私もトーナメントが始まる前から勝敗予想をしていたのですが、身近にこの作品のファンが少なく、予想を話せる相手があまり居ませんでした。せっかくですので、分かる人は限られますが、今回は私の予想を書いてみようと思います。読んで興味が湧いたら、ぜひ漫画を読んでみてください。

まず、インターネット上の予想を読むと、格闘技の種類や、キャラクターそれぞれの強さや好き嫌いを基に予想を立てる人が多い印象です。しかし、正確に結果を予想するには、最強の格闘技とは何かということを考えるより、作者の思惑を掴むことが重要になると思います。プレゼントを贈る場合、相手に喜んでもらうには、贈る相手の心理を考えることが大事なのと同じですね。

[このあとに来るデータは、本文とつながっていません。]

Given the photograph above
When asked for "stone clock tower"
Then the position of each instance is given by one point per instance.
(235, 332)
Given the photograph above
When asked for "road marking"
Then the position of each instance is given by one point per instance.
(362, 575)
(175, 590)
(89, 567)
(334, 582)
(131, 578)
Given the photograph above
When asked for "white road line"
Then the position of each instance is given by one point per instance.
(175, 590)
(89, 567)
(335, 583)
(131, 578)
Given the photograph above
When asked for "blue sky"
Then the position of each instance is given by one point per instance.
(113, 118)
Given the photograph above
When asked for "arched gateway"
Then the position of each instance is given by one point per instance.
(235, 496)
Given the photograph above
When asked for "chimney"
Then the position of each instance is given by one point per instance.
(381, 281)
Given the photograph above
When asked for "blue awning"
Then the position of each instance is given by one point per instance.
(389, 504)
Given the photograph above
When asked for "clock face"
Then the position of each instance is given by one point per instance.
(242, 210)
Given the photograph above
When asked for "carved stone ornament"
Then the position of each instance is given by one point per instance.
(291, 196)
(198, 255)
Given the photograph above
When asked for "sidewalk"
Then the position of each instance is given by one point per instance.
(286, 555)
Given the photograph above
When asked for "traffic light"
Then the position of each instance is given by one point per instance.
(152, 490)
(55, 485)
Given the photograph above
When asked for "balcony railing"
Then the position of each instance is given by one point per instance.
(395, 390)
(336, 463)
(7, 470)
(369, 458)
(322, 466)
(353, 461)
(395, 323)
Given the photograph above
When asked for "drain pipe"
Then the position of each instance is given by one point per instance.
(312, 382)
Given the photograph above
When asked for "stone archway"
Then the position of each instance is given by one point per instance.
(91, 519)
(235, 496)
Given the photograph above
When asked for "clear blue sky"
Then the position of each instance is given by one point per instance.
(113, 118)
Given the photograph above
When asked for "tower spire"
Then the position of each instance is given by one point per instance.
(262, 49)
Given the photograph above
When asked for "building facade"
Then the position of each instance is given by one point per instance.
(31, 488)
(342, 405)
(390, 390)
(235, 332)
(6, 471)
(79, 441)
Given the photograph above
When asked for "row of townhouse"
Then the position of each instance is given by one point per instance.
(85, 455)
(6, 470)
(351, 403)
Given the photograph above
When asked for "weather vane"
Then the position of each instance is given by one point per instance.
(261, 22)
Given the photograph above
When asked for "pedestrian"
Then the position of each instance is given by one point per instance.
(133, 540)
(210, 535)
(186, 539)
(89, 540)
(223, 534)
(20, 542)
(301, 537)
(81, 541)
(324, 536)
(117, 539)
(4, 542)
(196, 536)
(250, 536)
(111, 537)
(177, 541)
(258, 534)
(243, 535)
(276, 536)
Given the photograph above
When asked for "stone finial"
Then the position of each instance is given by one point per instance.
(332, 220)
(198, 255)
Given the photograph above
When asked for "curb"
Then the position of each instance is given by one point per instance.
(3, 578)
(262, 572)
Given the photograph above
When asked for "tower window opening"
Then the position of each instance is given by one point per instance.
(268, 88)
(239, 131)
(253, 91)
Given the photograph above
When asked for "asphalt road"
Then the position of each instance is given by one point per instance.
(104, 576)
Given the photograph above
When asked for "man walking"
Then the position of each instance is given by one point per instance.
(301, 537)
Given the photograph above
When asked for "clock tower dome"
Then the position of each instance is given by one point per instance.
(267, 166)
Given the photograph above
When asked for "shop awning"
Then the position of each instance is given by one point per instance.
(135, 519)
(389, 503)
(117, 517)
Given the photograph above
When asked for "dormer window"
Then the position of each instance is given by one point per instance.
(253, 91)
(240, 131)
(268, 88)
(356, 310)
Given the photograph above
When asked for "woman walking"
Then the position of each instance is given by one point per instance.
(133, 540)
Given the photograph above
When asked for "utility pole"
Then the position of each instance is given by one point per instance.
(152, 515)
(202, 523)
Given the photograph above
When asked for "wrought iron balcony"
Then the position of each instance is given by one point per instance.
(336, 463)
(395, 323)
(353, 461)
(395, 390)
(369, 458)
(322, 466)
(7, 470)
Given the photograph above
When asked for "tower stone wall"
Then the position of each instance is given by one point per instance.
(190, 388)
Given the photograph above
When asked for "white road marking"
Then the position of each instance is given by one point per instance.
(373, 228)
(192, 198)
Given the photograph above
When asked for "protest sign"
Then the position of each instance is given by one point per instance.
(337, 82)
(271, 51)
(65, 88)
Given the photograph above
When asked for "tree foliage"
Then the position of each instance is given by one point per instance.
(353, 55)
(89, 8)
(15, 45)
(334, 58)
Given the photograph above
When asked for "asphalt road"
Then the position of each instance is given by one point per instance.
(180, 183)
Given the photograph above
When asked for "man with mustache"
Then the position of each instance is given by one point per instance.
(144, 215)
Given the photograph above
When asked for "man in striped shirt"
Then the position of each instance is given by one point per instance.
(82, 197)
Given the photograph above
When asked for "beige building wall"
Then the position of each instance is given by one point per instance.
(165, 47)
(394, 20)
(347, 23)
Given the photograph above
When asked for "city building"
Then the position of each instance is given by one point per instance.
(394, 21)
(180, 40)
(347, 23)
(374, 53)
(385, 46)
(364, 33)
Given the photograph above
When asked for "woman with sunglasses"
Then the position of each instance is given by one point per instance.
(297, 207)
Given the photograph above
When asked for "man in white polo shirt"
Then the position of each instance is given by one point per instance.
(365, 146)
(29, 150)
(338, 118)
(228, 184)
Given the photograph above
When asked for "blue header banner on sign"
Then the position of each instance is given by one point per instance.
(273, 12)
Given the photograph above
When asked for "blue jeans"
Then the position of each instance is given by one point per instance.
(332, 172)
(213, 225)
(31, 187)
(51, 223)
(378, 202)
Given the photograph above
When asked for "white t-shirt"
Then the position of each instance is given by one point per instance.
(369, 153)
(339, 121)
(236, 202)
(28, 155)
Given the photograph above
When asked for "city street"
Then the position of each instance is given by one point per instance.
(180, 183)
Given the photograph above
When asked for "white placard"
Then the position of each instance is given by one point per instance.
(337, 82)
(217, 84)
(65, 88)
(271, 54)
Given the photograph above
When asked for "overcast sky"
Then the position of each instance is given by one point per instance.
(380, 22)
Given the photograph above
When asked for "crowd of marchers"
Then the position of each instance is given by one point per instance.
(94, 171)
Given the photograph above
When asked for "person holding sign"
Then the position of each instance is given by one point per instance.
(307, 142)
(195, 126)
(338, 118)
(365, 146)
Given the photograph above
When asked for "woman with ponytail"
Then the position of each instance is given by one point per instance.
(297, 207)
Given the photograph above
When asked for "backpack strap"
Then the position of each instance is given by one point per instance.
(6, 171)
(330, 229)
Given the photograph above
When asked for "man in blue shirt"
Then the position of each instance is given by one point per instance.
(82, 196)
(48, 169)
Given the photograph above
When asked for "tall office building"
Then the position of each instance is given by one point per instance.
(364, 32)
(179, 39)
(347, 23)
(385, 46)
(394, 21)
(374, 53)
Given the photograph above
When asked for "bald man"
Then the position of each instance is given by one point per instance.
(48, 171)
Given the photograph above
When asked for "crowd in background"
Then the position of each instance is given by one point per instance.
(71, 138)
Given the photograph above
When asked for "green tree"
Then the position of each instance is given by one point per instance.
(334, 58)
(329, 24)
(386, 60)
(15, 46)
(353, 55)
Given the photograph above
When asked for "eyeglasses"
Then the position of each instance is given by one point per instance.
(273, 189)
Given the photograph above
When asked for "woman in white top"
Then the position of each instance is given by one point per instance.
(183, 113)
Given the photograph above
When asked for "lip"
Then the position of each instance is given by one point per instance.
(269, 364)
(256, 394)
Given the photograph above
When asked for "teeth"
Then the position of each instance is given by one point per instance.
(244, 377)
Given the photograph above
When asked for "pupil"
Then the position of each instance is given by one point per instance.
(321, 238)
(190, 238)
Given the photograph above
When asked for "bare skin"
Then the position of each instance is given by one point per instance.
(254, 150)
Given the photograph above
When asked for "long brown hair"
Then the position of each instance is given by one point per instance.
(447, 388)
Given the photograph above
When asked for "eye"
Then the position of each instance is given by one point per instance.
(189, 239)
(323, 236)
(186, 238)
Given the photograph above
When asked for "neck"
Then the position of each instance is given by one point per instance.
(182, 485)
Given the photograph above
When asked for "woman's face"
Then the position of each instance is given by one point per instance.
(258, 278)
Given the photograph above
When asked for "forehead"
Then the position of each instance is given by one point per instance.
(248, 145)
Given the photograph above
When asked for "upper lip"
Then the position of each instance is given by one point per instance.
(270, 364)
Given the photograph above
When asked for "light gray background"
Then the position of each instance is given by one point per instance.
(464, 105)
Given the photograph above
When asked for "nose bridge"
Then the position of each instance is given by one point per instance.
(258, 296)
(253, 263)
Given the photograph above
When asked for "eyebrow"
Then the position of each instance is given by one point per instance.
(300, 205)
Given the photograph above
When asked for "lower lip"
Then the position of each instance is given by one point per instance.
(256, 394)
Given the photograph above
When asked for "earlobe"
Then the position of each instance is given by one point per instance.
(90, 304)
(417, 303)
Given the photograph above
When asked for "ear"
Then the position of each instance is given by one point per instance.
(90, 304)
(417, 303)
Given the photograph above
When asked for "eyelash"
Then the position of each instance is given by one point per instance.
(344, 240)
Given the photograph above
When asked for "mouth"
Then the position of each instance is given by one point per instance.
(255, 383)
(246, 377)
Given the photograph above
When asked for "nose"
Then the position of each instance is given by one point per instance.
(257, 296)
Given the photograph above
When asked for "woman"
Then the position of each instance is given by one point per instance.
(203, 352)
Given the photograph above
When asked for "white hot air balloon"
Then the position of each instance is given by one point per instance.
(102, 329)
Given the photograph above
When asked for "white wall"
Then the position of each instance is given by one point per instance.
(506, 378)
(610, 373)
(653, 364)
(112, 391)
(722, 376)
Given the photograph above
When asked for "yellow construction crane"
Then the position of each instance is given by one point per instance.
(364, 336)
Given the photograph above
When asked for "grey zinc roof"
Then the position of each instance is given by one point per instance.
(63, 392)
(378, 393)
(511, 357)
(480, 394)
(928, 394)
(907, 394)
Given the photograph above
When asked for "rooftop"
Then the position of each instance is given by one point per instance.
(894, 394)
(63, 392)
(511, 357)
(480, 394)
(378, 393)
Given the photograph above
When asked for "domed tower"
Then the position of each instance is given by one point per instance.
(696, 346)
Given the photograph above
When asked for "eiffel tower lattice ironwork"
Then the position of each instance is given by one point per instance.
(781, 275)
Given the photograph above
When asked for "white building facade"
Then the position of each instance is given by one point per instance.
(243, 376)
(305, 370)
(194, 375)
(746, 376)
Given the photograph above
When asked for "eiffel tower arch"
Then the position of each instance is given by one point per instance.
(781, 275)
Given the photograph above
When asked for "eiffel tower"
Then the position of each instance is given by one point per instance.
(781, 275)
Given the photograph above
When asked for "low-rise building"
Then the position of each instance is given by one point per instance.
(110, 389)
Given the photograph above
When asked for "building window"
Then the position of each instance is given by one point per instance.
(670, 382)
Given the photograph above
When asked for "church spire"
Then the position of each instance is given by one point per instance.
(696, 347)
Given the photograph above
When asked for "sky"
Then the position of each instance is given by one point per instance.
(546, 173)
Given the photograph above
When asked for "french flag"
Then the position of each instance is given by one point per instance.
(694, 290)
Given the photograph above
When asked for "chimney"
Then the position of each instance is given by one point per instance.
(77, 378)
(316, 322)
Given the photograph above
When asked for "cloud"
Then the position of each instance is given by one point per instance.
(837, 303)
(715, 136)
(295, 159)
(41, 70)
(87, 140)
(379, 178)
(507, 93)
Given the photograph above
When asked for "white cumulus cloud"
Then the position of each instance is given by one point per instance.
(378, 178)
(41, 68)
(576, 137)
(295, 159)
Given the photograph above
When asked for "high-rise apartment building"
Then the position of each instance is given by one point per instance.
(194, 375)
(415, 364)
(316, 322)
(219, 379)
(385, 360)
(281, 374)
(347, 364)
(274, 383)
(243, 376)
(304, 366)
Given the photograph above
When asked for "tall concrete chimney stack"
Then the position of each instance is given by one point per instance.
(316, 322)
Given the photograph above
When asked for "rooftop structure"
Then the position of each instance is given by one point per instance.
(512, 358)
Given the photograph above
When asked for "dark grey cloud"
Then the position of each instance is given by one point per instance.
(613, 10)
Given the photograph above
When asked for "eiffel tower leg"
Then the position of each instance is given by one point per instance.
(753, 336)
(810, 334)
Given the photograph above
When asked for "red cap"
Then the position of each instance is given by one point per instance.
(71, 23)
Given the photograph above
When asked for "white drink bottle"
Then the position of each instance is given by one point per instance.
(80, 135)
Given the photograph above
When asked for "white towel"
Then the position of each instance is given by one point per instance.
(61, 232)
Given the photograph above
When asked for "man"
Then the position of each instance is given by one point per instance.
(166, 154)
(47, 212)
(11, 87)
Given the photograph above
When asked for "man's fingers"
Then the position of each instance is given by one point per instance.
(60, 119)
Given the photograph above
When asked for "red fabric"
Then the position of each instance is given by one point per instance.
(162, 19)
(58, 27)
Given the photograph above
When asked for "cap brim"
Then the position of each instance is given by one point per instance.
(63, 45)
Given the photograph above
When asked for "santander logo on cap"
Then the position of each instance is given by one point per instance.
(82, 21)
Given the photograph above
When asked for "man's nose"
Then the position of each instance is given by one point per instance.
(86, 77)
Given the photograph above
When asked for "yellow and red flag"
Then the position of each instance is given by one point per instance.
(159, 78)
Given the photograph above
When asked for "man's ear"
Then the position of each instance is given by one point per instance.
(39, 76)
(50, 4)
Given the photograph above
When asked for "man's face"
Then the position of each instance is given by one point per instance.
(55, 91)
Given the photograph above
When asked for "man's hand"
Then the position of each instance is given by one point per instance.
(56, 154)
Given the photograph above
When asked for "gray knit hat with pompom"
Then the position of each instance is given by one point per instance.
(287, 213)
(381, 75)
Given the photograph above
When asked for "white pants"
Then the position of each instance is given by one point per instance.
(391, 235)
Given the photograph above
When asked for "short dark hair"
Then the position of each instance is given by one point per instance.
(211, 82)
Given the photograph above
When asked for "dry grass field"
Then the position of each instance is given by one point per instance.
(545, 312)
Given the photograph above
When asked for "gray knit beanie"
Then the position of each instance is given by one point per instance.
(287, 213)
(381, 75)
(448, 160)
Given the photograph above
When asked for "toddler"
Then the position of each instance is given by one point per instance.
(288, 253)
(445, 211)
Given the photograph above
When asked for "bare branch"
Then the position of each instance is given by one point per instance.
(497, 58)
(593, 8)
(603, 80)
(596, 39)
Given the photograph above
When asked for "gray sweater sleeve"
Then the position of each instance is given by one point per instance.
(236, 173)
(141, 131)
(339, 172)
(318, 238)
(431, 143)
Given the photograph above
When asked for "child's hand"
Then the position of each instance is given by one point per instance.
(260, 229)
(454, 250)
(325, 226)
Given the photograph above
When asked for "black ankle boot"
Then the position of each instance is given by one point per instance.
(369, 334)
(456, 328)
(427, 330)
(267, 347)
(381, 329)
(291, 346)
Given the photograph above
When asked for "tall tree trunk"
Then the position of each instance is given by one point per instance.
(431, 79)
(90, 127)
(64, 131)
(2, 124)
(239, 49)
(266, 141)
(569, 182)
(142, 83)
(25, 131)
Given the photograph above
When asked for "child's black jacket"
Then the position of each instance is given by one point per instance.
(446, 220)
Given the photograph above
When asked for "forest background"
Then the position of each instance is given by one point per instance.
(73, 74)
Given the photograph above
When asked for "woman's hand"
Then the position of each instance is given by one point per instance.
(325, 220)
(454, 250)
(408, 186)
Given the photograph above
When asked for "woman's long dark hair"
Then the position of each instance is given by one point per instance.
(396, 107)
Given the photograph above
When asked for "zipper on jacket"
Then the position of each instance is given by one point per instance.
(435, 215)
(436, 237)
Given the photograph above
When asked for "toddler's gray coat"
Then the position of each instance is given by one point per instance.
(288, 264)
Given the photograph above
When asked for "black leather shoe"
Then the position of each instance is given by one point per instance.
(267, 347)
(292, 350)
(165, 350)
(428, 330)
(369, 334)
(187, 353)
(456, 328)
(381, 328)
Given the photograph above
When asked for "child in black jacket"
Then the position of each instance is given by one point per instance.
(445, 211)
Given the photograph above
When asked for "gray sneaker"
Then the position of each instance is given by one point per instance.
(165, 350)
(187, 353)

そうして考えると、すでにかなり伏線が登場しているし、作品を面白い方向に持っていこうとする作者の意図を汲めば、大体予想はつくのではないかと思います。少々偉そうですが。しかし、第4試合までの私の予想は当たりました。後出しになるので、先に予想していたと証明することはできませんが(笑)。

しかし、どう考えて当たったのかを、少し書いてみます。ポイントを2つ挙げます。
①ずっとおあずけ状態になっていた、主人公十兵衛とライバル工藤優作の対決をこれ以上先延ばしにするとは思えない。先延ばしにして予想を裏切るのも面白いかもしれないが、しかし期待を裏切られたことでがっかりさせられる読者のほうが多いのではないか。
②『喧嘩商売』の序盤から描かれてきた、入江文学と田島彬の因縁についても、消化をこれ以上先延ばしにするとは思えない。木多先生の遅筆を思えば、なおさらである。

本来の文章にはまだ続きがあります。